Ça chauffe dans l’industrie des granulés
Forte d’un chiffre d’affaires annuel d’environ 200 millions de dollars, la société fermée a vu ses activités doubler entre 2010 et 2013, et elle prévoit les doubler encore dans les trois à cinq prochaines années.
Plus de 90 % des ventes de Pinnacle sont destinées à l’exportation, principalement aux grandes compagnies de services publics génératrices d’électricité du secteur industriel au Royaume-Uni. En raison de la législation stricte sur les émissions de dioxyde de carbone, il est plus avantageux pour les clients britanniques de Pinnacle de brûler de la biomasse que du charbon, car ils peuvent ainsi obtenir d’intéressantes subventions gouvernementales. La compagnie a même mis un pied dans le marché résidentiel aux États-Unis, où ses clients achètent des granulés en sacs, peu coûteux et biodégradables, pour leurs poêles à bois et les litières pour chats, cobayes ou chevaux.
« Bien que les volumes réels viennent de la fourniture de biomasse aux grandes compagnies de services publics, le marché résidentiel devient très actif en Europe », souligne M. Davis. Ainsi, Pinnacle a récemment découvert un créneau en Italie, où son client se procure les granulés de bois canadiens en grands conteneurs et les met ensuite en sacs pour les vendre au détail aux ménages italiens.
La première vente à ce client, en 2013, a été possible grâce à l’Assurance comptes clients d’EDC. La transaction a aidé Pinnacle à conclure des contrats non confirmés en 2013 et 2014, et à pénétrer un nouveau marché.
« Comme c’était une nouvelle compagnie sans antécédents, nous avons recouru à la solution d’assurance crédit d’EDC pour procéder à la vente en toute confiance, explique M. Davis. Nous prévoyons aussi obtenir un appui similaire en 2014 pour les ventes à nos plus petits clients aux États-Unis. Sans le soutien d’EDC, ces ventes seraient irréalisables, car les risques sont trop élevés. »
« Si certains pays sont plus lents à manifester un engouement pour les biocombustibles, de nouveaux marchés s’ouvrent en Asie, notamment au Japon, en Corée et en Chine. Pour les exportateurs comme nous, l’annonce récente de l’Accord de libre- échange Canada-Corée est un pas important », souligne-t-il.
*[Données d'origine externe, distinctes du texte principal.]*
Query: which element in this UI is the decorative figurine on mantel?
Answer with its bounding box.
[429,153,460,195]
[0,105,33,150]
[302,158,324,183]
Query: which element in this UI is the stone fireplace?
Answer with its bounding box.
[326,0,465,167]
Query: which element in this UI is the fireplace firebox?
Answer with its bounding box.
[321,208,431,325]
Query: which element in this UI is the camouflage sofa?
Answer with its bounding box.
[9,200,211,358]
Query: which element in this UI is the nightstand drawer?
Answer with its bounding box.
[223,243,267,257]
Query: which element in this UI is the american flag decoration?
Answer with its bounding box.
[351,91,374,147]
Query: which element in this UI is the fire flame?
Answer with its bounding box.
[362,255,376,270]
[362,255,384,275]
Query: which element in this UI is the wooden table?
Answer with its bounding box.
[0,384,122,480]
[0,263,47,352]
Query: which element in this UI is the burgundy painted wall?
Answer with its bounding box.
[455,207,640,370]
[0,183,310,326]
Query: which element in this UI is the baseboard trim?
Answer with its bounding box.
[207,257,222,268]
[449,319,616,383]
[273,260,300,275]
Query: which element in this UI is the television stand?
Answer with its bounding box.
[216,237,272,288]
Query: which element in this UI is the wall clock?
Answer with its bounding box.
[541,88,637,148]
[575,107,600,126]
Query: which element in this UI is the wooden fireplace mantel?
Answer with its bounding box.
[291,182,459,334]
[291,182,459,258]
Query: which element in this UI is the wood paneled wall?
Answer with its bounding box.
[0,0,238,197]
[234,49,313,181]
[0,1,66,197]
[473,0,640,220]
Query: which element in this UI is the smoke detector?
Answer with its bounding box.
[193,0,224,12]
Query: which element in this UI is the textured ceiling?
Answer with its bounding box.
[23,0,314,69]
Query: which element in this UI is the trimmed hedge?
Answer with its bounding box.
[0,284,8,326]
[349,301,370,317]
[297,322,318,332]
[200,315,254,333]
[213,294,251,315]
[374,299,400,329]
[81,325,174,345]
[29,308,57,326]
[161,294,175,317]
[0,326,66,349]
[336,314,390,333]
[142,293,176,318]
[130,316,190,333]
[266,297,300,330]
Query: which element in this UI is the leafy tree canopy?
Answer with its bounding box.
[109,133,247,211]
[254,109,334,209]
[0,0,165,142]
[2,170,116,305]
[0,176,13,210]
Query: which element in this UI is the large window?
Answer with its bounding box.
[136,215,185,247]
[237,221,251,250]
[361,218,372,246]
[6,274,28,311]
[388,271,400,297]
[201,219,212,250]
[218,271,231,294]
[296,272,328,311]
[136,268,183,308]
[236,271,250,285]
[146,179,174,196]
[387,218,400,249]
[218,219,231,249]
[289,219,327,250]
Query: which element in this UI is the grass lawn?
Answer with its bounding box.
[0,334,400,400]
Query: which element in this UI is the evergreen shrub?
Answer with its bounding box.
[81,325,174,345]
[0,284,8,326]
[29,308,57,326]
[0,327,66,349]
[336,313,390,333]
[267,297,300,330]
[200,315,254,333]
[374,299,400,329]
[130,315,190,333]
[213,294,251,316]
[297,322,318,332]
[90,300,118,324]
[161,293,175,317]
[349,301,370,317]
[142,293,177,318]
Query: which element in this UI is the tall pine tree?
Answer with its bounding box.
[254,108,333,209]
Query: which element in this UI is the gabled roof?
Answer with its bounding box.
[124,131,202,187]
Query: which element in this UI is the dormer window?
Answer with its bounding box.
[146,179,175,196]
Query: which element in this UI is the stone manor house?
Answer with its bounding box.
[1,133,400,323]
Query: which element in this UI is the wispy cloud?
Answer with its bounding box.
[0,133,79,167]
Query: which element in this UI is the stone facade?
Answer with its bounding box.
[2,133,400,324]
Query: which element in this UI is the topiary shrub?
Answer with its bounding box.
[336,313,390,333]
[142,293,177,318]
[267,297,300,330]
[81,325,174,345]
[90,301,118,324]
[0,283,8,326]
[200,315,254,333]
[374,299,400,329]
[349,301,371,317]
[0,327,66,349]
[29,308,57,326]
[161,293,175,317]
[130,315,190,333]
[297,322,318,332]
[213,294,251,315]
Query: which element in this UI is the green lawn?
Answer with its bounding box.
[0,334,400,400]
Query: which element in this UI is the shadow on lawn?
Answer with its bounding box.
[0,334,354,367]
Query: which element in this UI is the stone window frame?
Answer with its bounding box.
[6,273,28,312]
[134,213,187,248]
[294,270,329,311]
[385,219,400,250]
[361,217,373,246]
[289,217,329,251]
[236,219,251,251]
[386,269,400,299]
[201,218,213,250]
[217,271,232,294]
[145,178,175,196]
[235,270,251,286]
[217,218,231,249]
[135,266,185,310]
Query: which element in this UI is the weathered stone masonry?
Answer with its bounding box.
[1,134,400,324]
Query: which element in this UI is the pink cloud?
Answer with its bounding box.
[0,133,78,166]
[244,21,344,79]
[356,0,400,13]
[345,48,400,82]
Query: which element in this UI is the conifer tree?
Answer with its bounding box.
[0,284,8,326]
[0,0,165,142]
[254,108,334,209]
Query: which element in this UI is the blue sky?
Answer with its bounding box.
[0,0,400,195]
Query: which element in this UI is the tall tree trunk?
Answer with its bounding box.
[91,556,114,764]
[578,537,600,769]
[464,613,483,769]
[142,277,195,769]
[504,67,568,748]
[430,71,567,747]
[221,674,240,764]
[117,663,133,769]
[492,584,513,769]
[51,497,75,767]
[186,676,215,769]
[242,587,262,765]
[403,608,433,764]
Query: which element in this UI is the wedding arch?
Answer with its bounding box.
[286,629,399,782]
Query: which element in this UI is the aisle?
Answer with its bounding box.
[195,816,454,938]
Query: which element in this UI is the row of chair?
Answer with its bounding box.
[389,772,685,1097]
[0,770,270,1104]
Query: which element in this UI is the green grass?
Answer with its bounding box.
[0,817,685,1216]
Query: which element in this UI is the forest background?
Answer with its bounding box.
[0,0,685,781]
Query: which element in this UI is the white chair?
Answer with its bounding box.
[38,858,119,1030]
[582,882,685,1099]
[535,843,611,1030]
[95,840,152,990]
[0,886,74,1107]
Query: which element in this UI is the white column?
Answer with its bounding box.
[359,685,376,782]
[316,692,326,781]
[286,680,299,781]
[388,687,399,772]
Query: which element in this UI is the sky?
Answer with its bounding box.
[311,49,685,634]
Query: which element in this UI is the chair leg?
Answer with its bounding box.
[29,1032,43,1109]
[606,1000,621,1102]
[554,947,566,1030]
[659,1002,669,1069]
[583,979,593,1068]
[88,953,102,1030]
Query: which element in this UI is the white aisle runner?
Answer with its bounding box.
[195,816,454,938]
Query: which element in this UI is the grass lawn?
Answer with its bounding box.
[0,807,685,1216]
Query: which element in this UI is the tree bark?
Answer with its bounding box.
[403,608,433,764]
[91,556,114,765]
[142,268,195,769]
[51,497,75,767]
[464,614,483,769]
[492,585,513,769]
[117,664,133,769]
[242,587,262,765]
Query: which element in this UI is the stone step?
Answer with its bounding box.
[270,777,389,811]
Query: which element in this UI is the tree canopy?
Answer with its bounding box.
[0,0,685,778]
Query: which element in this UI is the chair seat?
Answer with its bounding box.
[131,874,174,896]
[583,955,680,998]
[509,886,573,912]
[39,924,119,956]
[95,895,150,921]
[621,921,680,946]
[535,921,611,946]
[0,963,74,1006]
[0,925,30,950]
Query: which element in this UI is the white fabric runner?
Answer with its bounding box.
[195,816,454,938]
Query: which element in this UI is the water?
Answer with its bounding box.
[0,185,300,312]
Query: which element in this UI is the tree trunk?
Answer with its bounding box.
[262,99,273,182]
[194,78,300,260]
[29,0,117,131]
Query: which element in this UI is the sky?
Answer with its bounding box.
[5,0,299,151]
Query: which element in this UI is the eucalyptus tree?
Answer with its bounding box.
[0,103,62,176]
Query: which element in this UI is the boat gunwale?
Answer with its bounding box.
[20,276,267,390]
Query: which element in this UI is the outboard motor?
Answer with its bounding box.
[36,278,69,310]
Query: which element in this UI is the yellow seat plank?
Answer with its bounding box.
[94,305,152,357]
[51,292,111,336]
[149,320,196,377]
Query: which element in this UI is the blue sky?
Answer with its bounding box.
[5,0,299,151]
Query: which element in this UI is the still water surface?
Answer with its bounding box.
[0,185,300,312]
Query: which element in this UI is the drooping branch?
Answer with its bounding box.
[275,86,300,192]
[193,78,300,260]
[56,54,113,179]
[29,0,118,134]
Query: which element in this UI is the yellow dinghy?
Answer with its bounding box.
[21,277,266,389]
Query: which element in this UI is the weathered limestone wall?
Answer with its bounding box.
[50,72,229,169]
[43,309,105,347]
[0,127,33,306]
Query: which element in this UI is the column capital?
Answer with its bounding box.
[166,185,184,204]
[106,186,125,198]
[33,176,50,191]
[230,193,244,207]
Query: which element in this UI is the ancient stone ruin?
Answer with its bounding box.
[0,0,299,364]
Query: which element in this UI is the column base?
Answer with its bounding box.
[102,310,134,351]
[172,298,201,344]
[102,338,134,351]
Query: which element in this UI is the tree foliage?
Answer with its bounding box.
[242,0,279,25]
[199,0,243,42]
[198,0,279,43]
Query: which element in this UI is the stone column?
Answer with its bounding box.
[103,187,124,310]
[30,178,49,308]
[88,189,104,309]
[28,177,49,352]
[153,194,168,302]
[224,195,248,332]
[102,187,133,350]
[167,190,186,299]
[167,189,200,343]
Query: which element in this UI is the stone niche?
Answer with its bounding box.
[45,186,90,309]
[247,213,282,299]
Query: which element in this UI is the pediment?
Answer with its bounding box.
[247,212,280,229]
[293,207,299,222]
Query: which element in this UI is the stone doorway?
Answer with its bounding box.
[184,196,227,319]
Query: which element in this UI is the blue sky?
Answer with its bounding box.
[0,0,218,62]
Il précise : « Les Coréens développent leur infrastructure afin de produire l’énergie issue de la biomasse, mais Pinnacle a envoyé ses premiers granulés dans ce pays en septembre dernier, et une deuxième expédition est prévue en avril. Pour nous, la valeur qu’ajoute la diversification sur ces marchés est incroyable. »
La demande dépasse l’offre
De plus en plus de pays adoptent les options offertes par les énergies propres, et certains observateurs prévoient que la demande mondiale de granulés de bois atteindra 80 millions de tonnes en 2020. La plus forte contrainte de Pinnacle est sa capacité interne de production pour répondre à la hausse de la consommation mondiale.
La récente stratégie d’expansion de la compagnie repose en bonne partie sur la construction d’un nouveau terminal de granulés de bois, à Prince Rupert, qui lui permettra d’expédier les granulés à moindre coût en créant une nouvelle passerelle vers les marchés asiatiques entre autres, depuis la côte ouest.
« Malgré notre très petite taille, nous contribuons à réduire l’empreinte carbone globale. Nous ne sommes plus une simple compagnie canadienne, mais une société mondiale qui grandit chaque jour, et nous en sommes très fiers », conclut M. Davis.
En novembre 2013, Pinnacle a été désignée Exportateur de l’année en Colombie-Britannique et a reçu le Prix du premier ministre pour la création d’emplois en 2013 (Premier’s Award for Job Creation) de Manufacturiers et Exportateurs du Canada, parrainé par EDC. Au cours des trois dernières années, l’effectif de la compagnie a augmenté d’environ 25 % et elle s’attend à ce que la tendance continue.